Published October 18, 2012
This week, Lance Armstrong stepped down as chairman of the LIVESTRONG charity organization, after Nike and other A-brand companies announced they were terminating their sponsorship contracts with the seven-time winner of the Tour de France on account that the cyclist had misled them about his doping.
But can the charity that Armstrong created to support the fight against cancer, with its ubiquitous yellow bracelets and famous logo, withstand its founder’s fall from grace?
Sandra Miniutti, vice president of marketing and CFO for Charity Navigator, said LIVESTRONG’s success story does not end with Lance’s digressions. The circumstance is different than other celebrity charity scandals, she said, because the charity itself has had such success and transparency over the years.
“Typically when a celebrity relationship with a charity blows up, donations fall, but I wonder if this will have the opposite impact on LIVESTRONG,” Miniutti said.
LIVESTRONG has a four-star out-of-four-stars rating on the charity evaluation site, and Miniutti said $30 million was raised by the organization in 2010. The high rating comes because LIVESTRONG devotes more cash to charity than overhead, among other factors.
The controversy surrounding Armstrong has been waning for years, she said, so LIVESTRONG likely had time to deal with the allegations and slowly separate from its founder over the years.

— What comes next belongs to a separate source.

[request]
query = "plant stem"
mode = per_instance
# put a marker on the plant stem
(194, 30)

“The charity has had time to prepare,” she said. “Any smart nonprofit leader would have had a plan to disassociate and prepare for that moment.”
Cliff Courtney, executive vice president of marketing at Zimmerman Advertising, said that despite Armstrong’s media tailspin, LIVESTRONG should come out unscathed.
“Every one of those yellow bracelets is a testament to a man who set out to use his fame to help others who were less fortunate,” he said. “His greatest legacy is the billions he has raised, it’s not about cycling.”
His actions will likely be forgiven, as America loves a comeback story, Courtney said. However it’s unlikely the public will punish his successful charity in light of the controversy.
“LIVESTRONG could be reimagined, it could have a different color, since yellow was evocative of Lance’s wins,” he said. “These millions of cancer survivors that have not yet been heard from, will likely stand up and say, ‘Thanks to Lance we are alive and doing better than ever.’”
Corporate partners Nike and Radio Shack have also stood by the organization despite dropping Lance. And Miniutti said loyal followers will likely stand by the organization, because at the end of the day, it has delivered.
“It’s a strong organization that has delivered on its programs,” she said. “And people have faith in the organization, despite what’s happened with Lance.”